Funeral Doom is the king of the dooms.

The logical progression of Death-Doom, Funeral Doom can be a refreshing change of pace (sic). When you’re burned out on 320 bpm full on sonic assaults – but don’t want to sacrifice the guttural vocals, low tuning, and general heaviness of death metal… Funeral Doom is the way to go.

As far as emotional qualities of the music – FD trades the brutal anger of death metal for the hopelessness and despair of a funeral march or dirge. As such, there’s a lot of room for classical influence.

One of my favorites is a solo project called Frowning from Germany. He does a fantastic cover of Frédéric Chopin‘s infamous funeral march.

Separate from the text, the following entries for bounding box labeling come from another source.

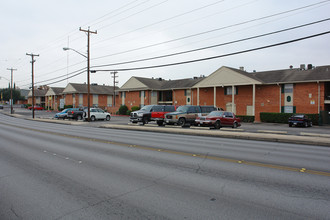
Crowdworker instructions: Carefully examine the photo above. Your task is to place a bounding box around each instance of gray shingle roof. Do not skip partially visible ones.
[131,77,203,90]
[28,89,48,97]
[246,65,330,84]
[51,87,64,95]
[70,83,119,95]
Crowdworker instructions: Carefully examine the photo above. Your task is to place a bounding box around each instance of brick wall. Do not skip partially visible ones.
[255,85,284,121]
[173,89,187,105]
[293,83,324,114]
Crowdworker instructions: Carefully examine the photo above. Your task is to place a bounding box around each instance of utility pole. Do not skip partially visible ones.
[26,53,39,119]
[7,68,17,114]
[110,71,118,107]
[79,27,97,122]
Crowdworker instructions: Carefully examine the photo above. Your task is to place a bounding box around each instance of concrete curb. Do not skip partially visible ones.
[99,124,330,147]
[3,114,330,147]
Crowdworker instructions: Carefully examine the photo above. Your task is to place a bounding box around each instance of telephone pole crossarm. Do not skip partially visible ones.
[7,68,17,114]
[79,27,97,122]
[26,53,39,118]
[110,71,118,107]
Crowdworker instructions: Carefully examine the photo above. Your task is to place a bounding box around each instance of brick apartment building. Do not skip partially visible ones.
[119,77,203,108]
[119,64,330,121]
[45,87,64,110]
[62,83,119,113]
[27,88,48,107]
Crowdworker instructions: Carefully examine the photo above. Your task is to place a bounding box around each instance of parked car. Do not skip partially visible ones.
[28,105,44,110]
[54,108,79,120]
[195,111,241,129]
[150,105,177,126]
[67,108,84,120]
[129,105,156,124]
[165,105,219,127]
[84,108,111,121]
[288,114,313,127]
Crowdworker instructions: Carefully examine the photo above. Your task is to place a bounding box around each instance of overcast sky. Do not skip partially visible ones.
[0,0,330,88]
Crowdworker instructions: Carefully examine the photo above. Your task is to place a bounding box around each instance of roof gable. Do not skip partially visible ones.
[63,83,118,95]
[45,87,64,96]
[120,76,148,90]
[63,83,77,93]
[194,66,261,88]
[252,66,330,84]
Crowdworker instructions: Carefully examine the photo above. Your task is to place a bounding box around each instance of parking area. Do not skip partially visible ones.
[0,106,330,138]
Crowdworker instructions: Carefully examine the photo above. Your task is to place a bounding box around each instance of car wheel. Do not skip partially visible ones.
[214,121,221,129]
[91,115,96,121]
[142,118,148,125]
[178,118,186,127]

I really love the genre because there’s a high-brow and cerebral quality to it – without succumbing to the limp-wristed, artsy fartsy trap that a lot of smart musicians and fans fall into (cough prog and jazz influence cough).

In other words I can listen to it, enjoy and discuss the classical influences, and not sound like a snobby fucking hipster or a djent-fag.

Atmospheric Black Metal

A little more ambient and a tad less brutal than Funeral Doom, Ambient/Atmospheric Black Metal is another go-to for me when I’m taxed on the brutal stuff.

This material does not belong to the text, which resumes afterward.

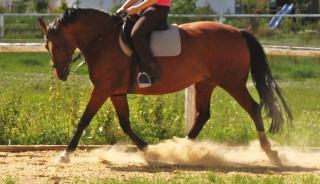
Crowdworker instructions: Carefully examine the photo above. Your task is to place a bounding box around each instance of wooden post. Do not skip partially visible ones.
[184,85,196,135]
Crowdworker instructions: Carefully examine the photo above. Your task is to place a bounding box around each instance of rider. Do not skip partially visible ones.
[117,0,171,87]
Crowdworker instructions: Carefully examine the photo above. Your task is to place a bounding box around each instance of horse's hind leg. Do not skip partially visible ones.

If you’re interested in something like this, Saor is right up your alley. Another one-man metal project (sometimes they’re the way to go, honestly), this guy is fucking brilliant.

Also, American hipsters have ruined atmospheric black metal with that abomination we call blackgaze. A lot of people like it, but in this writer’s opinion it is utter garbage.

Utter garbage.

Other Atmospheric/Ambient Metal (Prog)

Prog is hit or miss with me (mostly miss), but one branch of the prog-metal tree that I absolutely love is ambient/atmospheric metal.

For the most part, prog (to me) sounds like a bunch of musicians jerking themselves off in a recording studio.

I understand wanting to flex the creative muscle, and the desire to play technically challenging stuff. In fact, I think the majority of prog probably happens when musicians get burnt out with their respective genres. I totally respect that, but there’s a negative side. Prog spawns prog-snobs, and nobody likes a prog snob.

Djent

No.

What metal musicians do about it.

One word – side projects (ok, that was two. this isn’t a fucking math blog)

When an artist feels the need to explore a bit more than their current projects allow (i.e. they’re a bit burned out on their current style), a side project gives them the freedom to get all that out of their system and return to their main gig refreshed and renewed.

Bill Steer from Carcass has a classic rock side project called the Gentlemans Pistols. Michael Amott (also formerly of Carcass) has a classic rock side project as well, Spiritual Beggars. Christian Älvestam has his self titled side project (as well as participating in roughly 9 gajillion side projects and lending vocals to bands all the fuck over the place) that’s pretty ambient and chill, and definitely not metal. Phil Anselmo is another one with a plethora of side projects (i.e. Down, Superjoint Ritual, Scour, Razor White, Viking Crown, Necrophagia, etc). The guys in Anthrax had S.O.D., Jamey Jasta from Hatebreed has Kingdom of Sorrow and Icepick – you get the idea. Even Ivan Moody from Five Finger Death Punch is getting in on the side-project thing.

What the metal media does about it.

They write about Suicide Silence, Corey Taylor (Slipknot, Stone Sour), or Robb Flynn (Machine Head). Or bitch about metal elitism with click-bait articles designed to generate revenue.

(On a serious note, Metal Sucks has improved their writing quite a bit since the flop of Suicide Silence. I will continue to rip on them for the same reason I continue to rip on Metallica)

What do you, the reader, do about it?

Fucked if I know.

You’re the only one that can figure that out.